Il y a l’axe avec l’Iran qui, non content d’être le parrain du Hamas, fut aussi le partenaire et le bras armé de la Russie dans la guerre de longue durée menée, en Syrie, main dans la main avec Bachar el-Assad, et qui a fait 400 000 morts.

Il y a le pacte du diable avec Kadyrov, maître de ce qui reste de la Tchétchénie après les guerres que lui a infligées, au début des années 2000, le Poutine des premières années et dont les soldats hurlent « Allah akbar » quand ils reprennent (rarement, car ce ne sont pas de bons combattants…) une position aux Ukrainiens.

Et il y a surtout ce fameux projet « eurasien » que les idéologues du poutinisme opposent à l’Europe démocratique, libérale, ouverte et, comme ils disent, « thalassocratique » : la boussole de cette Eurasie, explique Alexandre Douguine, doit être la grande alliance, face à ce qu’il appelle « l’hérésie latine », de l’orthodoxie, de l’islamisme et de leurs messianismes respectifs.

De ce retournement de l’Histoire qui paraît le laisser dans un état de stupeur semblable à ce que lui avait inspiré, voici un an, la trahison de Prigojine, Poutine a fait aussitôt usage en fabriquant, à la hâte, une « réalité alternative » imputant à Kyiv la responsabilité du massacre.

Mais le peuple de Moscou avec ses 139 morts et ses 182 blessés paie, lui, ce mécompte au prix fort.

Et, quant au peuple ukrainien, il le paie plus cher encore puisqu’il a vécu, ce dimanche 23 mars, de Lviv à Kharkiv, l’une des pires journées de bombardement – et de terrorisme – depuis l’invasion du 24 février 2022.

Le monde, lui, se réveille avec deux ennemis dont il aurait tort de penser que les routes se séparent à Moscou.

Paul Claudel, dans son Journal, 21 mai 1935, note qu’« il se crée au centre de l’Europe une espèce d’islamisme ».

Il dit islamisme, bien sûr, pas islam.

Mais un islamisme dont il fut le premier, avec son intelligence de poète, à soupçonner l’affinité avec le fascisme.

Eh bien nous en sommes, malgré l’attentat de Moscou, toujours là.

Pour la France, les États-Unis et les âmes libres du monde, c’est, face à Poutine et au djihadisme, le même combat qui se joue et qu’il convient de mener avec une énergie égale.
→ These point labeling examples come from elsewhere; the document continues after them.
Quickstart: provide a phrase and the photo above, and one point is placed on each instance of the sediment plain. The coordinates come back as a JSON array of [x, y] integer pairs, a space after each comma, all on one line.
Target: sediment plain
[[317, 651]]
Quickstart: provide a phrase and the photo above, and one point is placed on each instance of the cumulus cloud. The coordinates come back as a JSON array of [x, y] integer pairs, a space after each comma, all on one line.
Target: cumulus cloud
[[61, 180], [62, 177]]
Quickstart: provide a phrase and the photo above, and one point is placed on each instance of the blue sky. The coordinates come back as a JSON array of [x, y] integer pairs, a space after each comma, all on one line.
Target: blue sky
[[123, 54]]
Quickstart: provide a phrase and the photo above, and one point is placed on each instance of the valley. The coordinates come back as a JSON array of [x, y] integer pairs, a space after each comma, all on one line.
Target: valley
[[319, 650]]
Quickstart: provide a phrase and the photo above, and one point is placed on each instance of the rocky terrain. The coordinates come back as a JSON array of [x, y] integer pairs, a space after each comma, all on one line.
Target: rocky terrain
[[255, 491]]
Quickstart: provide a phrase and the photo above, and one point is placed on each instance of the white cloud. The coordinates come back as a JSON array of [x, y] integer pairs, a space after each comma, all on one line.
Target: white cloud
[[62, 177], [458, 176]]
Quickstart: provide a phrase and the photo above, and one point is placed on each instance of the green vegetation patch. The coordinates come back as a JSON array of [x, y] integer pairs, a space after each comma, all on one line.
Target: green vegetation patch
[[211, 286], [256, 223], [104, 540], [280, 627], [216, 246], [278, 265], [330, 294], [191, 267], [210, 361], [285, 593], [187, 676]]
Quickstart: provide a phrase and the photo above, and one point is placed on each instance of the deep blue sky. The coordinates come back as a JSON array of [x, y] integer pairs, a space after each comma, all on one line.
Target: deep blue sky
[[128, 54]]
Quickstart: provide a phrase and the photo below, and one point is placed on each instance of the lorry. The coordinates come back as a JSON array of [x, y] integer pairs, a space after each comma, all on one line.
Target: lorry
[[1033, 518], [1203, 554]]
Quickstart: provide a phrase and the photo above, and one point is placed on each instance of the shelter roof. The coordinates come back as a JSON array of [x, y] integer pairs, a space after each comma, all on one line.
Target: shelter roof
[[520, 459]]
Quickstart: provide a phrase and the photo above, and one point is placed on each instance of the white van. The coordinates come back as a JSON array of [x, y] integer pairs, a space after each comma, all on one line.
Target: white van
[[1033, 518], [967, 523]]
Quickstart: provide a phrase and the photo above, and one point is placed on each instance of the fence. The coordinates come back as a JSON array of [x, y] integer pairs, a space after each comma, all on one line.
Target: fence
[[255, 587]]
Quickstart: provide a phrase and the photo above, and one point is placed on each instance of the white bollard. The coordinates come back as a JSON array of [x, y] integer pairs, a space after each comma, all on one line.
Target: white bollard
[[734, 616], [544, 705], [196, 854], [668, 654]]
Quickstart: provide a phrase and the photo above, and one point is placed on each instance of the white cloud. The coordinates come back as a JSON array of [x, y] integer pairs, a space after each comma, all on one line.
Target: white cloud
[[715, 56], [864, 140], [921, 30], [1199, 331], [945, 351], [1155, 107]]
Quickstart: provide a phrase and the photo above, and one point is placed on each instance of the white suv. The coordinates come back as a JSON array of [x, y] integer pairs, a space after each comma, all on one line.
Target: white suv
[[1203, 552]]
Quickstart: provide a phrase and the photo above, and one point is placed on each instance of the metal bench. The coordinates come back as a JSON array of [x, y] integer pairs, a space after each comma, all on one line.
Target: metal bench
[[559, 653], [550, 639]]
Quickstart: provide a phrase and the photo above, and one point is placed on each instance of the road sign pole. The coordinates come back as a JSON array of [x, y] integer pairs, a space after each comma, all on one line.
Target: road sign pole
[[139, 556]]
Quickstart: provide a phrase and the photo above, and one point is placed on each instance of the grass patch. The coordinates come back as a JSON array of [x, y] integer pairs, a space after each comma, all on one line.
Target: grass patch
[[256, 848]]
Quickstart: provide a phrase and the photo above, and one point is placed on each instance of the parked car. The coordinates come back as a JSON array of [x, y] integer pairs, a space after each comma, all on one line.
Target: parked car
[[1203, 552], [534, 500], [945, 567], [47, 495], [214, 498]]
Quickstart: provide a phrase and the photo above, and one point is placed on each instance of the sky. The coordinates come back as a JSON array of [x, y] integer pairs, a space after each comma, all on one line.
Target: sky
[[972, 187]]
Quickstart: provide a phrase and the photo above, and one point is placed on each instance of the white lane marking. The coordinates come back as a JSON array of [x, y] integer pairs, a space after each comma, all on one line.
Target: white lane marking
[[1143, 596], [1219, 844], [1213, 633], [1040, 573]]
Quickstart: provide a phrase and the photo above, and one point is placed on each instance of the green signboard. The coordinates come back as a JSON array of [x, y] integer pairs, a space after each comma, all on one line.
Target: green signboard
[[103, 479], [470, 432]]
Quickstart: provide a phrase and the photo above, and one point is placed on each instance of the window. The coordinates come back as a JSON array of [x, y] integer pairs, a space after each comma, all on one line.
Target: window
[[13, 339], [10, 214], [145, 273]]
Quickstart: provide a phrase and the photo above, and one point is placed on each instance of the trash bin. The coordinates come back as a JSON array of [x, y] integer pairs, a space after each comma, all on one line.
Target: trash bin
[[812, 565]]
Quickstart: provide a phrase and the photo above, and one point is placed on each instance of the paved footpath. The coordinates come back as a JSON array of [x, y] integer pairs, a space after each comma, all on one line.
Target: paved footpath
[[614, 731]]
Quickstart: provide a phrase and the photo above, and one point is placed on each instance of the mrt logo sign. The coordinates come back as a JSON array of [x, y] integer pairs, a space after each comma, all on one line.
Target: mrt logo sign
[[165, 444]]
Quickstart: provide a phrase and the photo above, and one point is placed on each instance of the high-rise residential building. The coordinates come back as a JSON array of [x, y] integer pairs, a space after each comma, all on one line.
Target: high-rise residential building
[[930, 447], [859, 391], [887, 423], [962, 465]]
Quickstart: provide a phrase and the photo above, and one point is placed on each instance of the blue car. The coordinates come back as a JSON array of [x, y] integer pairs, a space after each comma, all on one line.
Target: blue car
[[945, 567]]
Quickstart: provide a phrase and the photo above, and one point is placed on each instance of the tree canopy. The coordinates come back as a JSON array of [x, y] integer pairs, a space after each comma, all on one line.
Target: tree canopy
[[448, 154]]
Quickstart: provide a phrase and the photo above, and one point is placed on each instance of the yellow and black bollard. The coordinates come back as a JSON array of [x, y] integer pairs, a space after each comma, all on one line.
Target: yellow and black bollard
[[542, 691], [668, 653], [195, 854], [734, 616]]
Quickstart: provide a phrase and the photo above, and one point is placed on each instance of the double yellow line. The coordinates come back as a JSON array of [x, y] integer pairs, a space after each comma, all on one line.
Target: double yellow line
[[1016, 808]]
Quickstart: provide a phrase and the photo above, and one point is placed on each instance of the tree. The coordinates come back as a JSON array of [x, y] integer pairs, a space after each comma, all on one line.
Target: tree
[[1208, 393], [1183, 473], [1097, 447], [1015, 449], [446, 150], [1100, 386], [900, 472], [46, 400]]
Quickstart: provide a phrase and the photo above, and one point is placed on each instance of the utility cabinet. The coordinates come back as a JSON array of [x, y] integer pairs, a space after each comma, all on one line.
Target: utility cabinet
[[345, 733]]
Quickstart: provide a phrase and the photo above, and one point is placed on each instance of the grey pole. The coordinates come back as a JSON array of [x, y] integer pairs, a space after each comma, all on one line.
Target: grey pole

Et ne pas vouloir le comprendre, distinguer entre un ennemi principal et un ennemi secondaire, songer à s’allier avec l’un pour mieux en terminer avec l’autre, c’est ne rien entendre, ni au monde qui est le nôtre, ni aux leçons de nos illustres aînés.

Il y a deux esprits de Munich.

Celui qui veut « avoir la paix » ; qui ne sait pas que la paix n’est jamais, justement, un « avoir » mais une construction difficile, laborieuse, face à un adversaire généralement insatiable ; et qui oublie, de surcroît, qu’il n’est de vraie politique que fondée sur cette vieille idée d’honneur dont on n’entendait plus beaucoup parler, en Europe, depuis Churchill et de Gaulle.

Mais il y a aussi celui qui a désappris de compter jusqu’à deux ; qui veut bien, toute honte bue, prendre le très improbable risque de « mourir pour le Donbass » mais à condition qu’on ne lui demande pas de se soucier, en plus, de la défaite militaire du Hamas ; celui qui, je le répète, s’obstine à ne pas voir que c’est la même bataille que livrent, aujourd’hui, pour leur compte et le nôtre, Israël et l’Ukraine.

Dans les deux cas, on s’égare.

C’est la même mémoire de poisson rouge qui fait, à l’instant où j’écris ces lignes, sanctionner Israël au Conseil de sécurité des Nations unies et qui encourage Zelensky à faire son deuil de la Crimée.

Et, quant à ceux qui objectent que rien de tout cela n’a de sens, que comparaison n’est jamais raison et que chaque situation est fonction d’un contexte singulier, ils confondent deux choses : l’Histoire qui, entraînée dans la course du temps, ne se ressemble en effet jamais tout à fait ; et le Mal qui a pour double propriété, et de se multiplier (mon nom est légion…,) et de se répéter (il n’y a pas plus répétitif, itératif, insistant, que le travail du Mal en ce monde…).

« Ah les cons, s’ils savaient », murmura Daladier découvrant, à son arrivée au Bourget, en compagnie de Saint-John Perse, qu’on ne lui jetait pas des tomates, mais des fleurs.

Aujourd’hui, nous savons et céder sur l’un ou l’autre des deux fronts serait une faute irréparable.